Regarding the long systemic circulation and the high plasma concentration, it can increase tumor accumulation if there is a strong EPR effect or decrease drug accumulation in normal organs to reduce toxicity. However, it can also reduce efficacy or alter drug distribution to different organs, generating new adverse events (Harrington et al., 2001; Ngan & Gupta, 2016; Northfelt et al., 1998).

In addition, even if nanoparticles are able to avoid clearance from blood circulation (by the mononuclear phagocytic systems or the RES, among others) and the shear stress caused by varying flow rates and extravasate next to the tumor, the complex extracellular matrix surrounding malignant cells will notably limit their penetration (Yuan et al., 1994). Furthermore, lack of drug release from the vehicles can significantly decrease drug availability (Laginha et al., 2005; White et al., 2006).

Furthermore, after hundreds of preclinical and a few clinical studies with actively targeted nanoparticles incorporating specific motifs directed to molecules that are usually overexpressed on cancer cells, none of the tested strategies have reached the market (Ernstoff et al., 2018; Mamot et al., 2012; Matsumura et al., 2004).

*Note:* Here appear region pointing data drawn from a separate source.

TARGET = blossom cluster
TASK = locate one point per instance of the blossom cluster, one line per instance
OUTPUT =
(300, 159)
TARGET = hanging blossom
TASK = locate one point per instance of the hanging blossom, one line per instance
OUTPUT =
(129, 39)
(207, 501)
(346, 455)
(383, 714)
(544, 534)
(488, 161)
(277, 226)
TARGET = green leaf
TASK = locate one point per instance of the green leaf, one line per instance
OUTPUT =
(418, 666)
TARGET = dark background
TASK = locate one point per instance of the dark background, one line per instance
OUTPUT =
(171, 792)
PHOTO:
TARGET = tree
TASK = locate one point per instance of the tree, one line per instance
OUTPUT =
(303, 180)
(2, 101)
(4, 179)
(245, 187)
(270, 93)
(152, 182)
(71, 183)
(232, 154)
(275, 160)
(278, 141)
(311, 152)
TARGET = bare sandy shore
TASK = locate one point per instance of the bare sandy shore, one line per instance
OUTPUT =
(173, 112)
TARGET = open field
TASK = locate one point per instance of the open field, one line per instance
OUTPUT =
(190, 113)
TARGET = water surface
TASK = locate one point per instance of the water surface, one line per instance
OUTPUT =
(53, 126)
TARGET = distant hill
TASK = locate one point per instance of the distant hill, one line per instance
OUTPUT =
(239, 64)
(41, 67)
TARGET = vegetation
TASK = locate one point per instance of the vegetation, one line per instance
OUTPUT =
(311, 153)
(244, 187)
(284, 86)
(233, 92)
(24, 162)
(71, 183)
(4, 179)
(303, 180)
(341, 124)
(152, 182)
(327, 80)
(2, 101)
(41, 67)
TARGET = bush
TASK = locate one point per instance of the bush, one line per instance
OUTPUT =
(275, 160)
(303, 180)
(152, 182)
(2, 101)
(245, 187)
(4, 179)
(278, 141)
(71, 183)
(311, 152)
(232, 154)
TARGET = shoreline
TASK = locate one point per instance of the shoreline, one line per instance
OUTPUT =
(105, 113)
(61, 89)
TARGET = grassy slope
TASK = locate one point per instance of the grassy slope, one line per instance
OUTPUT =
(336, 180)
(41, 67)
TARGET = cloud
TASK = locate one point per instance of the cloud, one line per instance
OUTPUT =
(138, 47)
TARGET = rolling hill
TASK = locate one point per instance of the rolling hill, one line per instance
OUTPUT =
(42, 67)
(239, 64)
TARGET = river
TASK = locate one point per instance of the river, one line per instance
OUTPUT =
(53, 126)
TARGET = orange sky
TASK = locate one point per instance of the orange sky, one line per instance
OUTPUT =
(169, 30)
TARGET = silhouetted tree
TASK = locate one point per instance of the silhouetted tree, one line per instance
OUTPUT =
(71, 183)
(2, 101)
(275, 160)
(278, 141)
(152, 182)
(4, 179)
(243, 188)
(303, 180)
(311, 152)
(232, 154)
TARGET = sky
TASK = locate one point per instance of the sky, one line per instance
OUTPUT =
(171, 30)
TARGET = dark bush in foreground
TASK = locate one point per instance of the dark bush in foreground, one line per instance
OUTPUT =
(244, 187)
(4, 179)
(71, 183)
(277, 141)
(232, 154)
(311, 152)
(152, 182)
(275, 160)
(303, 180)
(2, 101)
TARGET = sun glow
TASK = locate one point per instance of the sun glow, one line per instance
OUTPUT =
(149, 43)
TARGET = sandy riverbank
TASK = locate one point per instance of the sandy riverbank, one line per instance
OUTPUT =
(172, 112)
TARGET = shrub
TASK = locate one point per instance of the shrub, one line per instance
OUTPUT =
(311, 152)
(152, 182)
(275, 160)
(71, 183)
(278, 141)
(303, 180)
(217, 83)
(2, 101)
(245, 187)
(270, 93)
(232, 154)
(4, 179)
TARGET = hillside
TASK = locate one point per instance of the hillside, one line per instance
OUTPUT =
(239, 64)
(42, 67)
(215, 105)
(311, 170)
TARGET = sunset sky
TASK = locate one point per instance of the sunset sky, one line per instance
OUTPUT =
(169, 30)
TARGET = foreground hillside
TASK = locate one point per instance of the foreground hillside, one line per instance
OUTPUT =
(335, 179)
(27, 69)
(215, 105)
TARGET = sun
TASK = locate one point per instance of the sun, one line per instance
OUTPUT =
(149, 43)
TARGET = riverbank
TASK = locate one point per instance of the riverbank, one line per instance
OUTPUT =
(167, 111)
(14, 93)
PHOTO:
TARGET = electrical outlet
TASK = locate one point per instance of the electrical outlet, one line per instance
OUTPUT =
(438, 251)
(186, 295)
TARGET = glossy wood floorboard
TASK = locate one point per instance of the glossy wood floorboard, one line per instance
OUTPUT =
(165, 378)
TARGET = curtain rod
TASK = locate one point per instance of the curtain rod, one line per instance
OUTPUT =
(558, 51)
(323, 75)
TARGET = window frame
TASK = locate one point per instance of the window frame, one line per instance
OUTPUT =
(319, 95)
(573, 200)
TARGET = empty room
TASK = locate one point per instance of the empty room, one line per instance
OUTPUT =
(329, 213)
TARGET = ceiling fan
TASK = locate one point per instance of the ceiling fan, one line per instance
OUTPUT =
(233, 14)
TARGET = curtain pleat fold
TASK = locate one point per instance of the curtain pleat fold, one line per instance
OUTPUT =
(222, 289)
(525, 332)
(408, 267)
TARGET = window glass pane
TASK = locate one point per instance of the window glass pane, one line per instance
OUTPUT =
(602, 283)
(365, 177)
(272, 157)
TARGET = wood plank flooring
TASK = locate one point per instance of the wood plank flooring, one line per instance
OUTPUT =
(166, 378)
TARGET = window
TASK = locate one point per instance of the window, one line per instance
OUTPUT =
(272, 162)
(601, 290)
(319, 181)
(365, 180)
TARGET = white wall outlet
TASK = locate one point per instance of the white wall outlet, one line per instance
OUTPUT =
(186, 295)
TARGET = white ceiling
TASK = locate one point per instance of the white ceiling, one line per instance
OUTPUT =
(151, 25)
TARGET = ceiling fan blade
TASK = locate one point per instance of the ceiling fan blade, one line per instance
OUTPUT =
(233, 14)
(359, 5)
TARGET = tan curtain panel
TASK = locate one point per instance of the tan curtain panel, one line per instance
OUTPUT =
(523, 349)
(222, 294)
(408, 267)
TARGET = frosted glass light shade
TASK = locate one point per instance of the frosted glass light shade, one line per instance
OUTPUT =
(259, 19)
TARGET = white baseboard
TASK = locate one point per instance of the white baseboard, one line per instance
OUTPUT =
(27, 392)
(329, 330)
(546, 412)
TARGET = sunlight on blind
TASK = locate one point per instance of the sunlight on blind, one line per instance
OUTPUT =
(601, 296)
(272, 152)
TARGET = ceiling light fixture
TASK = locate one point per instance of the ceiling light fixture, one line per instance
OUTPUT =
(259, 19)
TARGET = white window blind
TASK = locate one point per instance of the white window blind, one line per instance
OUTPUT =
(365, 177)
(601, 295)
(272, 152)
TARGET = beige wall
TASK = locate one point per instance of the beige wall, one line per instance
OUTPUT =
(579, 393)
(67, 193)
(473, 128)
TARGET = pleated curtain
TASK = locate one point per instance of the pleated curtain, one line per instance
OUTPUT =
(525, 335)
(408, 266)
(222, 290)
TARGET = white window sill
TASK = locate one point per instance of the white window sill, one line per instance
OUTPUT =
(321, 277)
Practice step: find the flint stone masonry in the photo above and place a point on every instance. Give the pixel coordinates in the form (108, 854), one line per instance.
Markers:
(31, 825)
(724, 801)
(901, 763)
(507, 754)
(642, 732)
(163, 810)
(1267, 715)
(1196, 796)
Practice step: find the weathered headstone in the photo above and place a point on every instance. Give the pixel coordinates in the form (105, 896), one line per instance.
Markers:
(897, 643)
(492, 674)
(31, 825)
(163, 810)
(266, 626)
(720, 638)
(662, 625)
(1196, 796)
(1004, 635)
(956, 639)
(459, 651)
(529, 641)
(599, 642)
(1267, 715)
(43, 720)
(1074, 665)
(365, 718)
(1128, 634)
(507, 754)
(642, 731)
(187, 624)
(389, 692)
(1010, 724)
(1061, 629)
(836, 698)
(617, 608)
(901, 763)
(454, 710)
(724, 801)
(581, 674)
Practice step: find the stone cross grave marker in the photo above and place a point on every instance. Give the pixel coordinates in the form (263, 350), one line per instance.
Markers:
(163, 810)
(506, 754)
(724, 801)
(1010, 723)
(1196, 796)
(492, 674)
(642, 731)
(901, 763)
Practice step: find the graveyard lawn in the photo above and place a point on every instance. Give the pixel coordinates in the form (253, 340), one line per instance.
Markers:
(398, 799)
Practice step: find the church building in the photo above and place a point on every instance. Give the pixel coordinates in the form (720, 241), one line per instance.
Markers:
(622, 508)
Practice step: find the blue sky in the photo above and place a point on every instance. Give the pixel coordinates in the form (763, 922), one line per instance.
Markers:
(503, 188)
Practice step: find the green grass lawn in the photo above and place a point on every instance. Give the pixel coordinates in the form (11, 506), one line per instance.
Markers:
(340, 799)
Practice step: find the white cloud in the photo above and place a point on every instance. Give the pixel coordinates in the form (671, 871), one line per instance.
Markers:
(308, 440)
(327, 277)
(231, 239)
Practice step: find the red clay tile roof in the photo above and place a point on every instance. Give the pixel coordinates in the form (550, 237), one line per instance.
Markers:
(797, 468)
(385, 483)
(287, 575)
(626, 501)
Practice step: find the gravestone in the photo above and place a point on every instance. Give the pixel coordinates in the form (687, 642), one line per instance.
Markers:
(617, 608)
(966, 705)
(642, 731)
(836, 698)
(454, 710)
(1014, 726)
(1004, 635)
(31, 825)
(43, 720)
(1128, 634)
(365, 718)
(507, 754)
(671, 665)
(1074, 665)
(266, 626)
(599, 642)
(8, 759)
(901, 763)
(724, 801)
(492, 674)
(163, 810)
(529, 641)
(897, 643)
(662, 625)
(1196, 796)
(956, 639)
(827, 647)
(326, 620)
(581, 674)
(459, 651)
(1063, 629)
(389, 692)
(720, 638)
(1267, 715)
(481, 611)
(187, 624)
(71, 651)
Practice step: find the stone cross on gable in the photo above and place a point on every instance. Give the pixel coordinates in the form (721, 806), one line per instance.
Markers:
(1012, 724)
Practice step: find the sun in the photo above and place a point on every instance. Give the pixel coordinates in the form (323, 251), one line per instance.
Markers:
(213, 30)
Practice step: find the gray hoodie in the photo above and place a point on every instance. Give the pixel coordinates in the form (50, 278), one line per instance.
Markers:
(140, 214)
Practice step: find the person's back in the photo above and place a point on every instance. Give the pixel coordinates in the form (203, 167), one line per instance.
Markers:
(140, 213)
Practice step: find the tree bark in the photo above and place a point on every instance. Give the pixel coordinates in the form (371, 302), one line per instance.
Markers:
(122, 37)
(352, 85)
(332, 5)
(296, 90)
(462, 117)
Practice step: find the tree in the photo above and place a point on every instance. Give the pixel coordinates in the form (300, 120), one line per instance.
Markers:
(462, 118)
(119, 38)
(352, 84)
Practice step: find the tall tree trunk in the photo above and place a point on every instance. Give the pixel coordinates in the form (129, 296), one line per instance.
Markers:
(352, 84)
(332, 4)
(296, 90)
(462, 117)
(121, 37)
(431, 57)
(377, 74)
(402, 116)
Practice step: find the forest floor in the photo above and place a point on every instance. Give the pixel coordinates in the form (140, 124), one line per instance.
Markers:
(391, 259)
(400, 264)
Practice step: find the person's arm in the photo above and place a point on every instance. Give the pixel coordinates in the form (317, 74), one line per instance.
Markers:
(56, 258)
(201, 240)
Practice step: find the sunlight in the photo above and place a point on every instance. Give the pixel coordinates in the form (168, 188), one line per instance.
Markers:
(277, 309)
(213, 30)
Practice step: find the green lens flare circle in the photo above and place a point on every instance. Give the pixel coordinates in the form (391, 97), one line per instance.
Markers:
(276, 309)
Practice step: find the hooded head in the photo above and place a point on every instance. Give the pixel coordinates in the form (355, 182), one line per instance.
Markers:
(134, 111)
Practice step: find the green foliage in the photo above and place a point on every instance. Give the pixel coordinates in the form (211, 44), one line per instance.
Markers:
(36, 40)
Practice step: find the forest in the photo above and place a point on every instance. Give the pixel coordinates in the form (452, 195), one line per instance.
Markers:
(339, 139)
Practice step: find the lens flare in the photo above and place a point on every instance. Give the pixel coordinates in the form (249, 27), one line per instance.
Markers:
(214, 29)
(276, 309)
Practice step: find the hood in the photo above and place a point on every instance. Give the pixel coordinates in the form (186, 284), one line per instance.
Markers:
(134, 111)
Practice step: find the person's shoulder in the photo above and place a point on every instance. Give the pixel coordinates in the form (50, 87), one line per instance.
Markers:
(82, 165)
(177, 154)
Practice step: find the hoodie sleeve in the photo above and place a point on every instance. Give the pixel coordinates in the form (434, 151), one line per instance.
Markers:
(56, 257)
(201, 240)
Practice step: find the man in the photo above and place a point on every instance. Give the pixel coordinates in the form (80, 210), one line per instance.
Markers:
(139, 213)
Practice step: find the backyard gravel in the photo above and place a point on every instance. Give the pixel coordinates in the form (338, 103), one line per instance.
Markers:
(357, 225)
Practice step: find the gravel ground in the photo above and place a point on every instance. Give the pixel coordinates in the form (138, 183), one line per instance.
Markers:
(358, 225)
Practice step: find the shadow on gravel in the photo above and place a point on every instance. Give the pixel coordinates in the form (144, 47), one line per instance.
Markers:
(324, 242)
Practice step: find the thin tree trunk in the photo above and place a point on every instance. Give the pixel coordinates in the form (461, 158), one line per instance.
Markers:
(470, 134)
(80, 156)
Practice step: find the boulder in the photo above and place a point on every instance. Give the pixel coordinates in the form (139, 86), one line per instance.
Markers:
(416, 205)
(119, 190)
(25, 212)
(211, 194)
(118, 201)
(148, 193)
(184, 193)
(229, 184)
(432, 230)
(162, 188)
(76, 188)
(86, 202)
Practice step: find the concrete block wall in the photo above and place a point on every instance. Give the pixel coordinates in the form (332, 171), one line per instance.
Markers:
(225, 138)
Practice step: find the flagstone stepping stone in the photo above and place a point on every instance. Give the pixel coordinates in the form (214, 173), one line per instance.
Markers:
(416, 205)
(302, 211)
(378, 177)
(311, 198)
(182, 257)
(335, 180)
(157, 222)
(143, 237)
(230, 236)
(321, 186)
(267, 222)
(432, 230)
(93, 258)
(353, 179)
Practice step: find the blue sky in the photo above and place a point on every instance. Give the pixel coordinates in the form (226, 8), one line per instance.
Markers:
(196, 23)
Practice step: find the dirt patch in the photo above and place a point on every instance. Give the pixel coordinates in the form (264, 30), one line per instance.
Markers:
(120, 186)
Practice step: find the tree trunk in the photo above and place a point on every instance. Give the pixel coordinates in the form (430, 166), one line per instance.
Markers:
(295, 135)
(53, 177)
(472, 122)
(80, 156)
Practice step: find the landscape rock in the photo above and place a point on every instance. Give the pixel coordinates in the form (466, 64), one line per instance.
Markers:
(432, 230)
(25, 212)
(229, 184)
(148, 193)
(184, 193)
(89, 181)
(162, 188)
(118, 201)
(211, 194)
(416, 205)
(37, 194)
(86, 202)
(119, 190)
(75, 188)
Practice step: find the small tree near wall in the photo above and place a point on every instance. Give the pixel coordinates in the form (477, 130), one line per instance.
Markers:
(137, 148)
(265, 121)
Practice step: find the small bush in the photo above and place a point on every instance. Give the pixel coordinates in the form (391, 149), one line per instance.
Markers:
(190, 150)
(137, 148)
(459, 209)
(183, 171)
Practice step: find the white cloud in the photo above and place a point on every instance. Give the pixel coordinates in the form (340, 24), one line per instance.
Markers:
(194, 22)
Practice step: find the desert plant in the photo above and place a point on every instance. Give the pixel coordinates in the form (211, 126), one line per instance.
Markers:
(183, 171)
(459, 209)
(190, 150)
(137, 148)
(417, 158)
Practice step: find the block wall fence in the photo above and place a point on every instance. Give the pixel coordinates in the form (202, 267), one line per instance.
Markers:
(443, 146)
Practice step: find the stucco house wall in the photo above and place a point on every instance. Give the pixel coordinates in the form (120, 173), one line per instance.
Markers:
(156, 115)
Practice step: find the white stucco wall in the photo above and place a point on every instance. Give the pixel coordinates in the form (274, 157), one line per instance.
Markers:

This is probably linked to the fact that actively targeted nanosystems also rely on the same principles as the passive targeting until they reach the microenvironment of the tumor where they can match with the specific molecules on the cancer cell membranes, thus dealing with the same challenges.

In general, most of the marketed nanomedicines failed to show improved efficacy, in comparison with the reference treatment, but they significantly and consistently improved the toxicity profile of classic chemotherapeutic agents, allowing for the administration of higher doses and better patient quality of life (Batist et al., 2002; Drummond et al., 1999; Farokhzad & Langer, 2006).

5 Conclusions

Cancer continues to be unstoppable worldwide, and there will be more than 30 million new cases by 2040, according to the International Agency for Research on Cancer. Thus, novel diagnostic and treatment tools are needed to beat this global challenge. Among the approaches explored by scientists, nanomedicine highlights due to its ability to develop an endless variety of accurate nanomaterials to provide a new landscape in cancer research. Thus, different scientific disciplines, such as engineering, chemistry, physics, nanotechnology, materials science, or medicine, work together to achieve precision systems and also enhance the translation to the clinics and pharmaceutical market. However, even though standardization, stability, and reproducibility are required for this goal, tailored features are mandatory for the successful application of the personalized medicine.

In this chapter, we have evidenced the encouraging potential of advanced nanoparticles as smart drug delivery systems to improve the therapeutic effect of current standard drugs and increased patient survival rates. Undoubtedly, there is still a long journey from the nanocarrier design to translation to the pharmaceutical market as viable products. Although thousands of research articles describe great outcomes of drug delivery systems with different nature and properties in multiple in vitro and in vivo cancer models, only a small fraction has successfully reached the translation to clinical level. This limited clinical translation of new nanoparticles is mainly due to incomplete therapeutic efficacy and off-target toxicity in vital organs. Nonetheless, results and evidences from previous clinical trials should guide not only the optimization of nanocarrier formulations but also setting clinical studies taking into account the tumor heterogeneity through the introduction of stratified populations instead of broad cancer patients.